Il discorso di Willy Brandt si applicava non solo alla Germania, ma anche all'Europa nel suo complesso. Gli ex membri del Patto di Varsavia hanno scelto di diventare alleati nell'Organizzazione del Trattato del Nord Atlantico (NATO) e membri dell'UE.

"Europa intera e libera", nella formulazione di George H. W. Bush, l'allora presidente degli Stati Uniti, non sembrava più una speranza infondata.

In questa nuova era, sembrava possibile che la Russia sarebbe diventata un partner dell'Occidente piuttosto che l'avversario che era stata in passato l'Unione Sovietica. Di conseguenza, la maggior parte dei paesi europei ha ridotto i propri eserciti e tagliato i bilanci della difesa.

Per la Germania, la logica era semplice: perché mantenere una grande forza di difesa di circa 500.000 soldati quando tutti i nostri vicini sembravano essere amici o partner?

Il mondo non è condannato a separarsi ancora una volta in blocchi concorrenti.

L'attenzione della politica europea di sicurezza e difesa si è rapidamente spostata verso altre minacce urgenti. Le guerre nei Balcani e le conseguenze degli attacchi dell'11/9 nel 2001, comprese le guerre in Afghanistan e Iraq, hanno accresciuto l'importanza della gestione delle crisi regionali e globali, anche a livello strategico.
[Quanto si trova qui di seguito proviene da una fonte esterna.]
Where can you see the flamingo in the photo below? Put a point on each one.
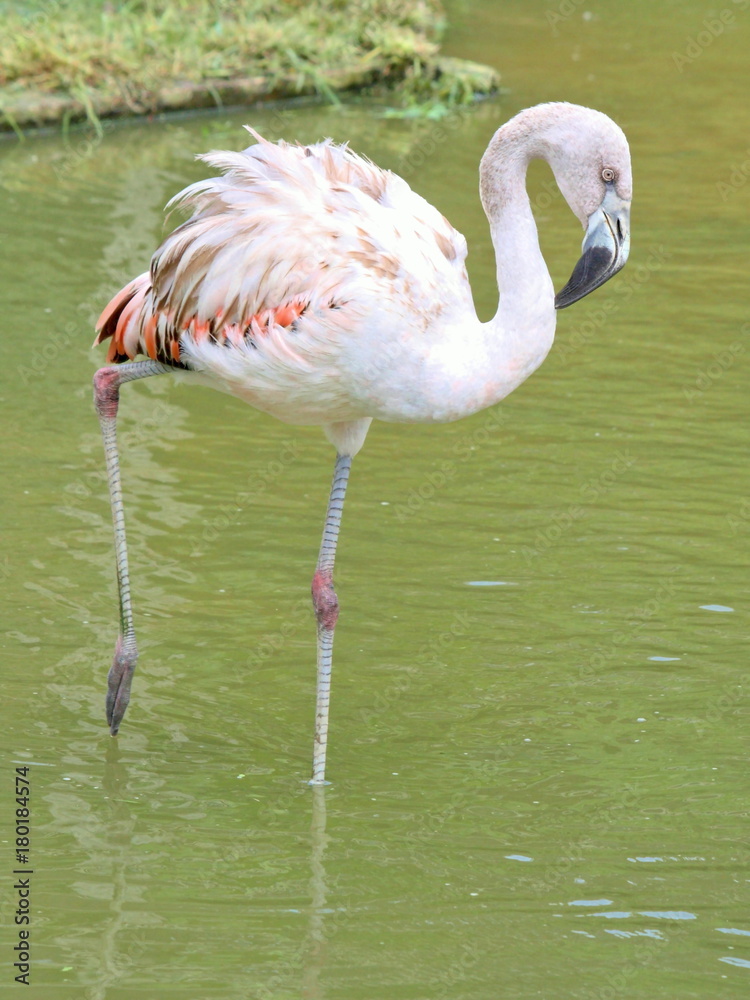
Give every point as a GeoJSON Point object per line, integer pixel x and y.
{"type": "Point", "coordinates": [321, 289]}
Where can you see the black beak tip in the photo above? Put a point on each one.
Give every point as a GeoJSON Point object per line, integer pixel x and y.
{"type": "Point", "coordinates": [592, 270]}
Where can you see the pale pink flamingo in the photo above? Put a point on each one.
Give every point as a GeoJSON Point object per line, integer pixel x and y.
{"type": "Point", "coordinates": [323, 290]}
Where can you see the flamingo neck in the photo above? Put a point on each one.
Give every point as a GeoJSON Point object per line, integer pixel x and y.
{"type": "Point", "coordinates": [526, 308]}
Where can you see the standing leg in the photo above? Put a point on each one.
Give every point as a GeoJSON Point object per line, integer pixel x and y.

Tuttavia, la solidarietà all'interno della NATO è rimasta intatta : gli attacchi dell'11/9 hanno portato alla decisione più importante di rendere più immediato ed attivo l'articolo 5 , la clausola di mutua difesa del Trattato del Nord Atlantico, grazie alla quale per due decenni, le forze, militari e non, della NATO hanno combattuto il terrorismo spalla a spalla in Afghanistan.

Il nuovo corso

La comunità europea ha tratto le proprie conclusioni dal nuovo corso della storia. La caduta della cortina di ferro e un'economia globale sempre più integrata hanno aperto nuove opportunità e mercati, in particolare nei paesi dell'ex blocco orientale, ma anche in altri paesi con economie emergenti, in particolare la Cina, Corea del Sud e Vietnam.

La Russia, con le sue vaste risorse di fonti energetiche e altre materie prime, aveva sempre dimostrato di essere un fornitore affidabile durante la guerra fredda, e sembrava ragionevole, almeno all'inizio, poter espandere quella valida e promettente partnership in tempo di pace.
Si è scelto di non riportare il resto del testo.